Now, perhaps technology will change and available location information will become more
exact. But the program was suspended. The information available to the government at the time
of its operation simply is not the “near perfect surveillance” created by the type of location
information discussed in Carpenter. 241
(U) Reasonable people can, of course, disagree in good faith about the legality of a
national security program. Yet we worry when Members of the Board cast doubt about the
constitutionality of a program (one that operated for years and collected data relating to millions
of Americans) without explaining where lawmakers and policymakers may have erred in their
efforts to follow the law—or what they can do differently in the future to place programs on
surer legal footing. 242
B. (U) Statutory Analysis
(U) In reviewing the operation of the USA Freedom Act CDR program, from its
incarnation until its suspension in 2019, the Board considered whether the implementation of the
program comported with the text of the statute. The Board concluded that the program was
statutorily authorized.
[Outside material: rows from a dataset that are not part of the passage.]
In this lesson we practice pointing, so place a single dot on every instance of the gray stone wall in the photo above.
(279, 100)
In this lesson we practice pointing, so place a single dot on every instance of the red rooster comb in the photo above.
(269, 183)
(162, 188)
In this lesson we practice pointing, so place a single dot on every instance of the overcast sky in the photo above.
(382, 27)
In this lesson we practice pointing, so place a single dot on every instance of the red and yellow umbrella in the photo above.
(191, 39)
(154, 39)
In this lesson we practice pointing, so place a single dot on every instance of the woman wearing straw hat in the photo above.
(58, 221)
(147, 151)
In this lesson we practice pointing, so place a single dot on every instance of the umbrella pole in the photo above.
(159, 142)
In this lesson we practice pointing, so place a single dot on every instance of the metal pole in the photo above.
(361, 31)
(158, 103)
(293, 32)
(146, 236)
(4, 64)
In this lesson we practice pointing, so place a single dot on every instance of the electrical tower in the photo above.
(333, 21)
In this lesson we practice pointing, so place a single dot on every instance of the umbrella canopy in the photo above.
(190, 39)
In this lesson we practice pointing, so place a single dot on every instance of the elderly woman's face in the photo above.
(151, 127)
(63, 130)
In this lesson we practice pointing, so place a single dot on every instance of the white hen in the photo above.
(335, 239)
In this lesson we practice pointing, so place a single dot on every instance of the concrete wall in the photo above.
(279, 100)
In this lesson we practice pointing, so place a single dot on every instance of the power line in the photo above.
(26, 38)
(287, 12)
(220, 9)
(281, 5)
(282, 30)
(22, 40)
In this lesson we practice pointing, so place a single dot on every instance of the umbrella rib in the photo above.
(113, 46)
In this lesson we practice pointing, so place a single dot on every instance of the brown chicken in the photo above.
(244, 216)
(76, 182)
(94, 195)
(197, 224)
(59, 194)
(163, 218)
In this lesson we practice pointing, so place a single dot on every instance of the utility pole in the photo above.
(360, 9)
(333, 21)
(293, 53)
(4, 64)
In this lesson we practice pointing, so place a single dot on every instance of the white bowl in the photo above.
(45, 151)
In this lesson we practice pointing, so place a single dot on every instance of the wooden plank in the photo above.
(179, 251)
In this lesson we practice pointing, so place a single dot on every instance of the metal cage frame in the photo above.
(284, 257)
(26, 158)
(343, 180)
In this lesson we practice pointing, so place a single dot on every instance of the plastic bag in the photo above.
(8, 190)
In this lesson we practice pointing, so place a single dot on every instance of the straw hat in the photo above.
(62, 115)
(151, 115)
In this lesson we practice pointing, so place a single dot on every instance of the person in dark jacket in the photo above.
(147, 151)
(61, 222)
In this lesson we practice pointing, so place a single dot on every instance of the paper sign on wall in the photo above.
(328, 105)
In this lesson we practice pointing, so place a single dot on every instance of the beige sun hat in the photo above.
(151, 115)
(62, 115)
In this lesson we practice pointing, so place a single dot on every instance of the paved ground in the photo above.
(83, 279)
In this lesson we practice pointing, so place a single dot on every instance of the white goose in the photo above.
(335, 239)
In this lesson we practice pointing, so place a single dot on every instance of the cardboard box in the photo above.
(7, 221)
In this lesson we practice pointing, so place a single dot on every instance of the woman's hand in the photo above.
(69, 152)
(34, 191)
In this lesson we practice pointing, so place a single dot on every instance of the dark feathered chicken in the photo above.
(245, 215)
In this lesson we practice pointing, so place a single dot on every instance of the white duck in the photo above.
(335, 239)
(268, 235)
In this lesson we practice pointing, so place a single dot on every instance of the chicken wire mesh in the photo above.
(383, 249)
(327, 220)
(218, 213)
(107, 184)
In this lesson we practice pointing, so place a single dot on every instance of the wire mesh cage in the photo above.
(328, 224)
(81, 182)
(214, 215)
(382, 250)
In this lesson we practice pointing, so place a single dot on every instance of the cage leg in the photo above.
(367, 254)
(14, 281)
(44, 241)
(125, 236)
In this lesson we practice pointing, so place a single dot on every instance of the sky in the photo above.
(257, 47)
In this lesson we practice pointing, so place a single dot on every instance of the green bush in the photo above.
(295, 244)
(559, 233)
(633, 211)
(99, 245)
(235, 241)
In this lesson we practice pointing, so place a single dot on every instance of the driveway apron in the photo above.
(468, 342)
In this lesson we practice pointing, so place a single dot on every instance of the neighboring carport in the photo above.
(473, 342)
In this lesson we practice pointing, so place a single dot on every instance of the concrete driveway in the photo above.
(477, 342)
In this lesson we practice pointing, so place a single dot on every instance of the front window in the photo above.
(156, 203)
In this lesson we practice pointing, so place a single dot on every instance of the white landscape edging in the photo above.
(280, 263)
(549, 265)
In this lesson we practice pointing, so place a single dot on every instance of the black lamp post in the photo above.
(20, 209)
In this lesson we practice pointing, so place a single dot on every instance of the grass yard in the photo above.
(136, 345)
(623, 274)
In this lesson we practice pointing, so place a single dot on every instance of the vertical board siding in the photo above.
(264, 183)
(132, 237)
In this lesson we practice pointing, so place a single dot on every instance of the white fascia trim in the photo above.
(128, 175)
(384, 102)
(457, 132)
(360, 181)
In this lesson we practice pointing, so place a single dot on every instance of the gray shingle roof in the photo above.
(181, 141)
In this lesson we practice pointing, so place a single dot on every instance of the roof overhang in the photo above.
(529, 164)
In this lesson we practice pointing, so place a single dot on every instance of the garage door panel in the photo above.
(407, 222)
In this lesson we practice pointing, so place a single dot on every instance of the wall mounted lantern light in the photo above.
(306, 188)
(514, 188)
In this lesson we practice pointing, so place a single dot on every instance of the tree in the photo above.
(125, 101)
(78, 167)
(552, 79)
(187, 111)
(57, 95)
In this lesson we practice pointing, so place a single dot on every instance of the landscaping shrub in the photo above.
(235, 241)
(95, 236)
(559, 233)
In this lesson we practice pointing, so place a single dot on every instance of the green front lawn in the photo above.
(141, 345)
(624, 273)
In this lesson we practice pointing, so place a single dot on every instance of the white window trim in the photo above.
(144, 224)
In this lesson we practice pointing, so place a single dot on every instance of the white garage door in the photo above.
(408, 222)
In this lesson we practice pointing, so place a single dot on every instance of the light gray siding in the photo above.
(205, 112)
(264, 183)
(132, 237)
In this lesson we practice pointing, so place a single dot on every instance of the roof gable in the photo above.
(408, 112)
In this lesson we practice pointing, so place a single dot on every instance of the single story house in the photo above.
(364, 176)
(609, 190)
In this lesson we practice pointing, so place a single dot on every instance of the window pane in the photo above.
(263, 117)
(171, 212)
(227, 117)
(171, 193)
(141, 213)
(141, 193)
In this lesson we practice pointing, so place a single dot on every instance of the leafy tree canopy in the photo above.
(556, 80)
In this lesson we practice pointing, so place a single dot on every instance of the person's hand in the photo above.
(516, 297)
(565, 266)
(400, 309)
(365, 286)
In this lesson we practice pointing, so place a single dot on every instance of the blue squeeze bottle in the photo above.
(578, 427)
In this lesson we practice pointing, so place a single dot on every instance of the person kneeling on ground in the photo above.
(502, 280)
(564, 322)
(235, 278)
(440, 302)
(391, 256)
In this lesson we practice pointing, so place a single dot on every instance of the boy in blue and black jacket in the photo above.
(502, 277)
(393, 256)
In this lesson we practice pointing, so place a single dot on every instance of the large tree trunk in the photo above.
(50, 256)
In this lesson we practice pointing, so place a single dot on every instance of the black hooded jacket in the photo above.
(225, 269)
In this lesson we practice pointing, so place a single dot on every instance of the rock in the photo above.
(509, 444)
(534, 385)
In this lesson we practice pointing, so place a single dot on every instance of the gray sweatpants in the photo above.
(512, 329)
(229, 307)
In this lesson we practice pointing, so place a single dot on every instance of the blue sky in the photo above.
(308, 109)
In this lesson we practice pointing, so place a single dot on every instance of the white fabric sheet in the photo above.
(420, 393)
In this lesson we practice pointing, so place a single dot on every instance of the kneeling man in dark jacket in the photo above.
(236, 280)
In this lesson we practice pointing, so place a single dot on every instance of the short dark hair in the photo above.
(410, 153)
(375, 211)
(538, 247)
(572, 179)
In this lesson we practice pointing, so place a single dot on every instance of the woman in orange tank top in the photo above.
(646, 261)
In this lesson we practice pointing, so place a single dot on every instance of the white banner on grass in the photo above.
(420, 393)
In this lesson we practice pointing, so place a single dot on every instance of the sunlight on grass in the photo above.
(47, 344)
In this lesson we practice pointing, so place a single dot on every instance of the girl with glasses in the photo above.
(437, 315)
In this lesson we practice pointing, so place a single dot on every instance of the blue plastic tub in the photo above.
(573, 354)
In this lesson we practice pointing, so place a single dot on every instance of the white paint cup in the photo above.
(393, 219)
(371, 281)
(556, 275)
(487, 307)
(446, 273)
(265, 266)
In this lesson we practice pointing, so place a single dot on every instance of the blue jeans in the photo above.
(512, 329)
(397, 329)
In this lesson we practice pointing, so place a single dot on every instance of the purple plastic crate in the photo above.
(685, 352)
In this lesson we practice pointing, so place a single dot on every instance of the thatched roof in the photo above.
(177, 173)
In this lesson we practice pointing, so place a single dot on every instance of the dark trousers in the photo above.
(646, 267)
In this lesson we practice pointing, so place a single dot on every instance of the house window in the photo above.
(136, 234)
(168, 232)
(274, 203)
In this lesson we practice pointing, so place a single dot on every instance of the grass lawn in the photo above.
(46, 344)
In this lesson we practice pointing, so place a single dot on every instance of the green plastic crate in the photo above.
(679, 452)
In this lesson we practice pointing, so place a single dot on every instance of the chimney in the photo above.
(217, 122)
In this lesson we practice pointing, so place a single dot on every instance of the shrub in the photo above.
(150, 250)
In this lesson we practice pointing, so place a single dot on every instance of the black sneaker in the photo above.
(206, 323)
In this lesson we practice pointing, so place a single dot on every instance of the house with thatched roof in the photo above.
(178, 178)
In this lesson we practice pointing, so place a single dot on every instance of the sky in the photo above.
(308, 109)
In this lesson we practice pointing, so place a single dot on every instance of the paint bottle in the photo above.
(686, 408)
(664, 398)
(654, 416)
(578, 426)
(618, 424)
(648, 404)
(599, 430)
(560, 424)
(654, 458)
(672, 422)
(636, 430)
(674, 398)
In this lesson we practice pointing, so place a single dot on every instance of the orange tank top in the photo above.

Moreover, the Board found no abuse of the program; nor did it find any
instance in which government officials intentionally sought records they knew were statutorily
prohibited. As noted in Part II(B) of this report, the program did not always function as
intended: during its lifetime, a series of compliance incidents and data-integrity concerns arose.
These compliance incidents raise technical questions about how to interpret the USA Freedom
Act’s authorities in light of complicated and continually evolving telephony infrastructure.
Importantly, in response to each compliance incident that raised questions about the scope of
permitted collection under the statute, NSA chose not to retain or collect data, even where a
reading of the statutory text might have justified it.
241 (U) Carpenter, 138 S. Ct. at 2210.
242 (U) Although our Board’s legal advice is not binding, see supra note 173, our views may have persuasive effect.
See, e.g., Statement of Sen. Leahy, Cong. Rec. S. 3426; Statement of Sen. Leahy, Cong. Rec. S. 3339; Statement of
Sen. Paul, Cong. Rec. S. 3335 (all citing the Board’s Section 215 report); Remarks by the President on Review of
Signals Intelligence (Jan. 17, 2014) (citing consultations with the Board in the President’s evaluation of potential
intelligence reforms). We should move cautiously and provide clear explanations of constitutional infirmity when
we intimate or conclude outright that intelligence programs may have run afoul of the law.